Readers respond to the immediacy of the keitai novel, the sense that the authors are “talking” to them – partly because of the casual, conversational style of the writing. Keitai books can also be topical – if it’s university entrance exam season, for example, then that can be referred to in an ongoing keitai novel.

“We’ve discovered a new audience,” says Naitoh. “I receive emails from people who say that they’ve never read a book before – especially teenagers.” The teen market is potentially huge for the keitai publishing industry since Japanese teenagers, schoolgirls in particular, are wedded to their phones. Witness the current publishing phenomenon in Japan – the rise of the amateur keitai author – anonymous writers whose stories, usually tales of high-school romance, are plucked from mobile phone sites and propelled by word of mouth into best-selling print books.

Critics mock the style of keitai writing: the short sentences, the limited use of Japanese characters and heavy use of phonetic spellings for words that have perfectly good characters. “Good keitai publishing has its own style,” says Nakamura. “It’s speedy and not too complicated; characters have to be limited.”

According to Naitoh, keitai writing is not as simple as it looks. “A regular novel might be structured in five chapters,” she says, “but I have to write 100 volumes, each one appealing enough that readers will want to see the next volume.” She calculates each one to be three minutes’ worth of reading, enough time to read between subway stations. “Japanese authors traditionally go in for long descriptive passages,” she says. “I don’t do that.”
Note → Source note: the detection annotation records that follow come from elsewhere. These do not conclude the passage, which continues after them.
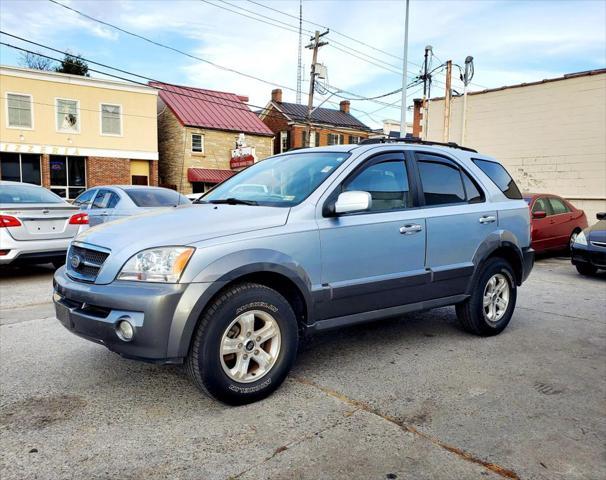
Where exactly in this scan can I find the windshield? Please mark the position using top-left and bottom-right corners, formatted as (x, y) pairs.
(126, 188), (191, 207)
(200, 152), (349, 207)
(0, 185), (65, 203)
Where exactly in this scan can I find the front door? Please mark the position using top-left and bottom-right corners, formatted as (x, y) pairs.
(317, 152), (429, 319)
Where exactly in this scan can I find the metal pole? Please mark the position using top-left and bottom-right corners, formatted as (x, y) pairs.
(400, 0), (410, 138)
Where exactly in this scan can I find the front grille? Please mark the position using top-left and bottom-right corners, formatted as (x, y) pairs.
(66, 245), (109, 282)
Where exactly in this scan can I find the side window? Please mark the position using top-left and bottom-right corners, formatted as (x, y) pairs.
(343, 159), (412, 211)
(461, 170), (485, 203)
(74, 190), (97, 208)
(417, 155), (466, 205)
(93, 190), (120, 208)
(549, 197), (570, 215)
(532, 197), (553, 215)
(472, 158), (522, 200)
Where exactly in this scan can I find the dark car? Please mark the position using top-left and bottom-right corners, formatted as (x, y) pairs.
(524, 193), (587, 252)
(571, 212), (606, 275)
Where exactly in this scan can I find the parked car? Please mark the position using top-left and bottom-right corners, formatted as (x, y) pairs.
(0, 181), (88, 267)
(524, 193), (587, 252)
(571, 212), (606, 275)
(54, 142), (534, 404)
(74, 185), (191, 227)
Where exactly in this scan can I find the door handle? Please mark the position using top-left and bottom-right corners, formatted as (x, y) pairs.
(478, 215), (497, 223)
(400, 223), (423, 235)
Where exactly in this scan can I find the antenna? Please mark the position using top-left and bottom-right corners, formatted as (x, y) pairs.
(297, 0), (303, 104)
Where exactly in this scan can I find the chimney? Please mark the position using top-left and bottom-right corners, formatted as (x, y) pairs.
(271, 88), (282, 103)
(339, 100), (349, 113)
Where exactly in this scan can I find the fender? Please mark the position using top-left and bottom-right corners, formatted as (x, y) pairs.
(167, 249), (312, 358)
(465, 229), (524, 295)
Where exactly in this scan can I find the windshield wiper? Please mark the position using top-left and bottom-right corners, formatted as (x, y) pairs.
(208, 197), (259, 205)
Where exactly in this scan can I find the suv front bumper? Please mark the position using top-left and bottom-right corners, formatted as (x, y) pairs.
(53, 267), (204, 363)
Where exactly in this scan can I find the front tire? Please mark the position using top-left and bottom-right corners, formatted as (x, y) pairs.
(456, 257), (517, 336)
(186, 283), (298, 405)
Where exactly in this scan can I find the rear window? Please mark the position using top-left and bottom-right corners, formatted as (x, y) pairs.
(0, 185), (65, 203)
(126, 188), (191, 207)
(472, 158), (522, 200)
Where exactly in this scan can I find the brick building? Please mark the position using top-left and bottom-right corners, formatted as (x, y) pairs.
(259, 89), (372, 153)
(413, 69), (606, 218)
(152, 83), (273, 194)
(0, 66), (158, 199)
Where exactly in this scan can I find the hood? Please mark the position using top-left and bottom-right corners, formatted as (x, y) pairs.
(76, 204), (289, 254)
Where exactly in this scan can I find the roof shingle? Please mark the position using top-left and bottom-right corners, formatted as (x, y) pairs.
(150, 82), (274, 137)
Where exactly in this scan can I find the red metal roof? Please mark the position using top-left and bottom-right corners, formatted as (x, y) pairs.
(187, 167), (238, 183)
(150, 82), (274, 137)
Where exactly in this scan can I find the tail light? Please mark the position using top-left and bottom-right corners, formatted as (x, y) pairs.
(69, 213), (88, 225)
(0, 215), (21, 228)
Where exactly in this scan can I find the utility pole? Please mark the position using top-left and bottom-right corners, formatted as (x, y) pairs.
(461, 55), (474, 145)
(305, 30), (328, 147)
(400, 0), (410, 138)
(297, 0), (303, 104)
(442, 60), (452, 143)
(421, 45), (433, 140)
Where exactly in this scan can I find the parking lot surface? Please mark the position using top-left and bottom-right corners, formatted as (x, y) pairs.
(0, 258), (606, 480)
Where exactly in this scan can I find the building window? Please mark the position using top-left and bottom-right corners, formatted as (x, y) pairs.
(50, 155), (86, 199)
(0, 152), (42, 185)
(328, 133), (343, 145)
(191, 133), (204, 153)
(101, 103), (122, 136)
(6, 93), (34, 129)
(56, 98), (80, 133)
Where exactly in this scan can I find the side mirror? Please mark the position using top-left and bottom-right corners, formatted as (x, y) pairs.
(335, 191), (372, 214)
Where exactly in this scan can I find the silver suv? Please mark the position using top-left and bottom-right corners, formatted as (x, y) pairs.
(54, 141), (534, 404)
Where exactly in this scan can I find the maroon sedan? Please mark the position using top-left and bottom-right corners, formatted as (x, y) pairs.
(524, 193), (587, 252)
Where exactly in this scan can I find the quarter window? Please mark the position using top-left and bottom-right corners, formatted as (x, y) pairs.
(343, 160), (412, 211)
(549, 197), (570, 215)
(49, 155), (86, 199)
(6, 93), (33, 128)
(56, 98), (80, 133)
(191, 133), (204, 153)
(417, 160), (466, 205)
(0, 152), (42, 185)
(101, 103), (122, 135)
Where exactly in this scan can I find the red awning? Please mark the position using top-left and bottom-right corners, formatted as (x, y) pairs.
(187, 167), (236, 183)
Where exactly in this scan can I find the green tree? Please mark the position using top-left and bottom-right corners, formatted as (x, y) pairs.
(55, 53), (90, 77)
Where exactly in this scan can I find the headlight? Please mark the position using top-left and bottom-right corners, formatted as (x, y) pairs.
(118, 247), (195, 283)
(574, 232), (587, 246)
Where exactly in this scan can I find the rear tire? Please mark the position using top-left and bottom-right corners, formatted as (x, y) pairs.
(185, 283), (298, 405)
(456, 257), (517, 336)
(575, 263), (598, 276)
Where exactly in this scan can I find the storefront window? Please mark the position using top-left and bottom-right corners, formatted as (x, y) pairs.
(50, 155), (86, 199)
(0, 152), (41, 185)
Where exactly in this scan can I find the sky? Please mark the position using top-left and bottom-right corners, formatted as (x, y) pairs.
(0, 0), (606, 128)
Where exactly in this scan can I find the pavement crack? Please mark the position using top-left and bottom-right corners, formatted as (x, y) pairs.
(293, 377), (520, 480)
(227, 408), (360, 480)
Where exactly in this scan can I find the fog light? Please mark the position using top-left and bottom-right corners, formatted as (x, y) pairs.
(116, 320), (135, 342)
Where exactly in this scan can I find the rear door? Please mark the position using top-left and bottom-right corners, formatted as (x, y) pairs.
(318, 152), (429, 319)
(414, 151), (498, 298)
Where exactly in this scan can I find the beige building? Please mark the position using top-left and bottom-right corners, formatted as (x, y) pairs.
(153, 83), (273, 194)
(0, 66), (158, 199)
(414, 69), (606, 220)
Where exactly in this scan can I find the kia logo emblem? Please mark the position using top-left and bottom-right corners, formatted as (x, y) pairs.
(69, 255), (82, 268)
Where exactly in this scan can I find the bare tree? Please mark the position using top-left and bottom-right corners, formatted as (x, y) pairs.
(19, 52), (55, 71)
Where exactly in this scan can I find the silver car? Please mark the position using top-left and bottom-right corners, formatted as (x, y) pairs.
(0, 181), (88, 267)
(54, 141), (534, 404)
(74, 185), (190, 227)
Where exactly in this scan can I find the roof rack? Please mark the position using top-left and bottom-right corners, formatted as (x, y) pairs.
(360, 137), (478, 153)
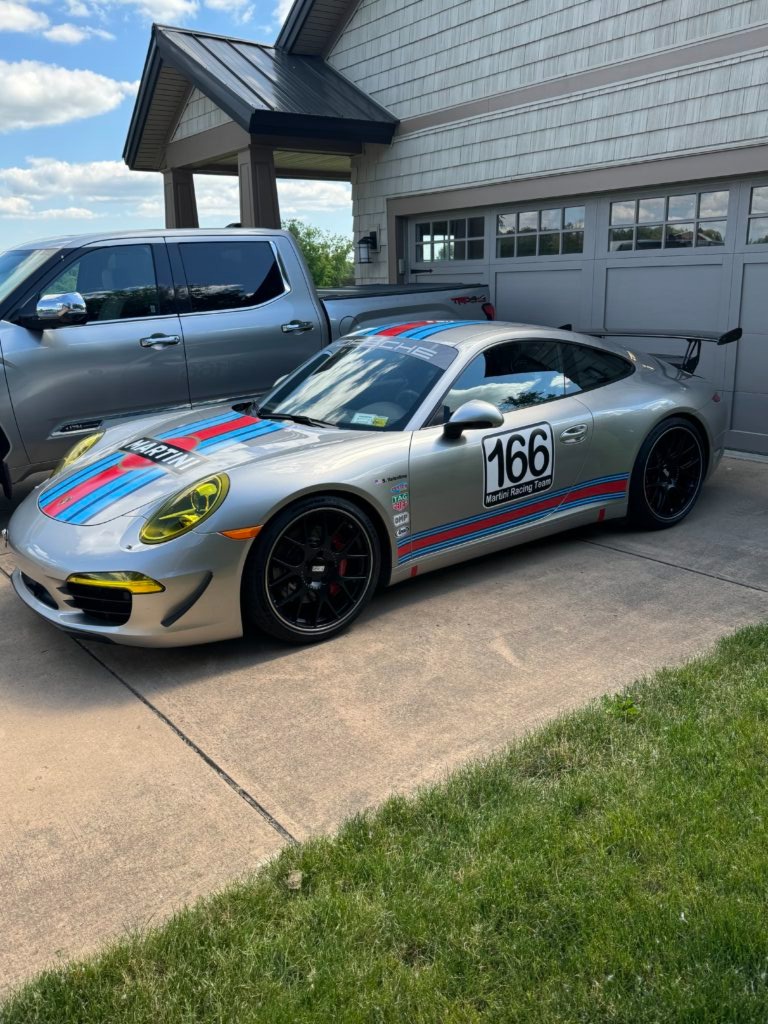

The sales figures speak for themselves. Of the top 10 bestselling books in Japan in 2006, four began life as mobile phone novels. Yoshi was in there with his latest book, Angels with Broken Wings, Sky/Sea (Tsubasano Oreta Tenshitachi, Sora, Umi), which sold 1.2 million copies.

“Established writers tend to shy away [from keitai publishing], thinking they’re more ‘intellectual’,” says Naitoh. “Good book sales might be 10,000 but keitai access figures are much higher. It can be scary as we can see the results from day to day.” And what of the accusations that mobile phone literature is a sign of cultural dumbing down?

“Some people think that this isn’t real literature, but if you hear music on your mobile phone, it doesn’t make it any less like music. The keitai is just the medium. Anyway, there’s no single definition of ‘literature’, the main thing is that people are reading and enjoying it.”